The diesel-electric locomotive has a MaK 12-cylinder 12M282 diesel prime mover which provides a power output of 2650 kW at 1000 revolutions per minute. Transmission of power is by Siemens-built bogie-mounted three phase asynchronous induction type double pole pair traction motors which power the wheels via reduction gear and a hollow quill drive connected to the wheels at both ends via resilient links. The six traction motors are supplied with three-phase electrical power by gate turn-off thyristor controlled inverters using pulse-width modulation controlled by a Siemens' Sibas-32 traction control electronics. The electronic inverters are cooled by evaporated fluid, the traction motors are air cooled by external fans.

The units have a starting traction effort of 400 kN and a continuous traction effort of 283 kN. Maximum operating speed is 160 km/h. The locomotives each have two bogies, each with three powered standard gauge axles, giving a Co′Co′ wheel arrangement. The bogies are equipped with two-stage suspension. The bogies have a wheelbase between the outer wheels of 3.940 m and a distance between the bogie centers of 11.750 m. The wheels have a diameter of 1060 mm when new. The locomotive has a minimum curve radius of 100 m.
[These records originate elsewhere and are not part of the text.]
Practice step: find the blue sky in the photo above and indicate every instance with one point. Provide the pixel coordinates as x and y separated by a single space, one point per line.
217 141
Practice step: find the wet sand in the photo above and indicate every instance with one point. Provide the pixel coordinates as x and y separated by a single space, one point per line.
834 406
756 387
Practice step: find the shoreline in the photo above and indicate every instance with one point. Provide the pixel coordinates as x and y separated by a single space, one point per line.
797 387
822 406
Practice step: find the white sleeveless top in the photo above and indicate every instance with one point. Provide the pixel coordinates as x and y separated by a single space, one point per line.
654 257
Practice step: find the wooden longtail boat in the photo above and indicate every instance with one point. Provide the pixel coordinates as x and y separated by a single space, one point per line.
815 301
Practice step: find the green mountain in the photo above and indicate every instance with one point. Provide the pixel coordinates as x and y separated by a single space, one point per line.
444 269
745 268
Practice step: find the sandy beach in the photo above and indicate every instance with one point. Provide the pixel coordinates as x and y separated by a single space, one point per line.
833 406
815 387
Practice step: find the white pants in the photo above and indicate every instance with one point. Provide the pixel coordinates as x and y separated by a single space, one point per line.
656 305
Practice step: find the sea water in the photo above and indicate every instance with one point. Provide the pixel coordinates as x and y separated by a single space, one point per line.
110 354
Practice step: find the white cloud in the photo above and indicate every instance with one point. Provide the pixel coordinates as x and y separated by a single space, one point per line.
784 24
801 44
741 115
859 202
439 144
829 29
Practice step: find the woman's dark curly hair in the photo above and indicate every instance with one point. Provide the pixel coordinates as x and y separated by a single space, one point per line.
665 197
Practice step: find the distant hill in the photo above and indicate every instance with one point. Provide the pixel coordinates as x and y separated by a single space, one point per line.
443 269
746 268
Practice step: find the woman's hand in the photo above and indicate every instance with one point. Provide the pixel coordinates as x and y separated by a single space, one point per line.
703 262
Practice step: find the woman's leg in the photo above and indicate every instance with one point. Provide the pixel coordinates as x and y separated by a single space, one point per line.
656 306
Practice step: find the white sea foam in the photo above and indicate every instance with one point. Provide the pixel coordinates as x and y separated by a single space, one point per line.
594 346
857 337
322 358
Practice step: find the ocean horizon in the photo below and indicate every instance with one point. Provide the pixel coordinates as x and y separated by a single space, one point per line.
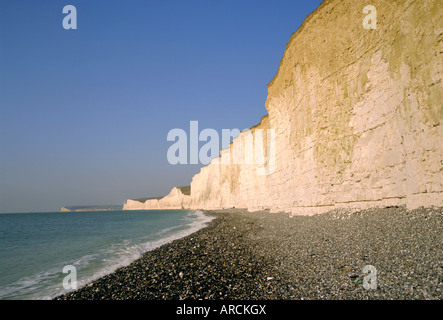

The bidirectional locomotives are 20.960 m long, 3.000 m wide, 4.385 m tall and weigh 122 t. The fuel capacity is 5000 L. The units were originally equipped with a galley and toilet for the engineer. The locomotive has head end power, allowing it to haul passenger trains in addition to freight trains. NSB's Di 3, Di 4, Di 6 and Di 8 can all be run with together with up to three locomotives in multiple.